Foram propostos cinco métodos para obtenção de preços – além da possibilidade da adoção de outros métodos alternativos que, porventura, se mostrem adequados à permitir a comparabilidade necessária –, os quais terão como base de escolha o grau de comparabilidade entre a transação controlada e as partes não relacionadas.

A norma trata, também, sobre regras de dedução dos valores pagos, creditados, entregues ou remetidos a título de royalties e assistência técnica, científica, administrativa, da base de cálculo do IRPJ e da CSLL.

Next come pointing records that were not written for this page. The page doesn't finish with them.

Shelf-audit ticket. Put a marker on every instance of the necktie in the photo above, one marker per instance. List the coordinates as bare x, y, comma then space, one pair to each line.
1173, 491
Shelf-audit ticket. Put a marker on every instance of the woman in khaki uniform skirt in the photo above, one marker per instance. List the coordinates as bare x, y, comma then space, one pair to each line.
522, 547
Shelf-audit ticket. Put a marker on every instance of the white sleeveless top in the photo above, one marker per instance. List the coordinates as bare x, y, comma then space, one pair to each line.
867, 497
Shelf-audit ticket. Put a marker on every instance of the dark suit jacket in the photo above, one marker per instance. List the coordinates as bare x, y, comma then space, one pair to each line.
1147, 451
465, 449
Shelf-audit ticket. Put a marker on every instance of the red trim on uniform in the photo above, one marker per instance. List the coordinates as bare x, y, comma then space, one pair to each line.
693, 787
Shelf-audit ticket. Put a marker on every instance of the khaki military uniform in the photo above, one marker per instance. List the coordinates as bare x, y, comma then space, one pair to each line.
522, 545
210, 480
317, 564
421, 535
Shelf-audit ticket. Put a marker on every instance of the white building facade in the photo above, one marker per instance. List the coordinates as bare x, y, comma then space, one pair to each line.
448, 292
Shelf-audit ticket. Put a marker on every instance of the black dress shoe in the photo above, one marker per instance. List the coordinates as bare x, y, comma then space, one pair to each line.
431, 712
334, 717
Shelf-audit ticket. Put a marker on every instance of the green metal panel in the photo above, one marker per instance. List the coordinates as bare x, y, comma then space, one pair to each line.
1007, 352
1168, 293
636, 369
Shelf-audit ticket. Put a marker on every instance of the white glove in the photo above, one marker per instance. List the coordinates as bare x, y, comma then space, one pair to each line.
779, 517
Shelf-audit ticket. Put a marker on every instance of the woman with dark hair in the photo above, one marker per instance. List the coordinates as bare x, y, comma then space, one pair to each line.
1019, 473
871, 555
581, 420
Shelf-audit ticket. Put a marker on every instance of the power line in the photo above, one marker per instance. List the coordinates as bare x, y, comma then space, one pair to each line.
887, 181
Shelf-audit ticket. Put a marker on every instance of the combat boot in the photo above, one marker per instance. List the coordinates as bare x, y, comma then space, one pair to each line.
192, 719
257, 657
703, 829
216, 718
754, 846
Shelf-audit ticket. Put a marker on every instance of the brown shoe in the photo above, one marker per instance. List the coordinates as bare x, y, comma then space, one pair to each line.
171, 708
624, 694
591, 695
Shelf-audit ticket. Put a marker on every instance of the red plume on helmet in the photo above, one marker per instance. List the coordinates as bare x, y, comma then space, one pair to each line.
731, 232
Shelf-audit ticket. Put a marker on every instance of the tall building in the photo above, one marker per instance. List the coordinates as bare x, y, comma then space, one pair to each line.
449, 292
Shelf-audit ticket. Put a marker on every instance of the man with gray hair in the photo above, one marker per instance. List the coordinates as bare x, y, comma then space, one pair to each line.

No que tange às commodities, ao contrário do que dispõe a Lei 9.430/96, a medida provisória não estipulou métodos específicos de valoração, de modo que se aplicam os métodos previstos da norma para o controle de preços desses produtos.

Outro marco importante trazido pela MP 1.152/2022 foi a previsão do contrato de compartilhamento de custos (Cost Sharing Agreement), que até o momento não possui previsão em qualquer dispositivo legal na legislação brasileira e é tratado como um contrato de natureza atípica, à luz do Código Civil.

Dessa forma, trata-se de importante repercussão para as empresas multinacionais que já possuem esse tipo de contrato, no sentido de promover segurança jurídica e garantias em suas transações intragrupo.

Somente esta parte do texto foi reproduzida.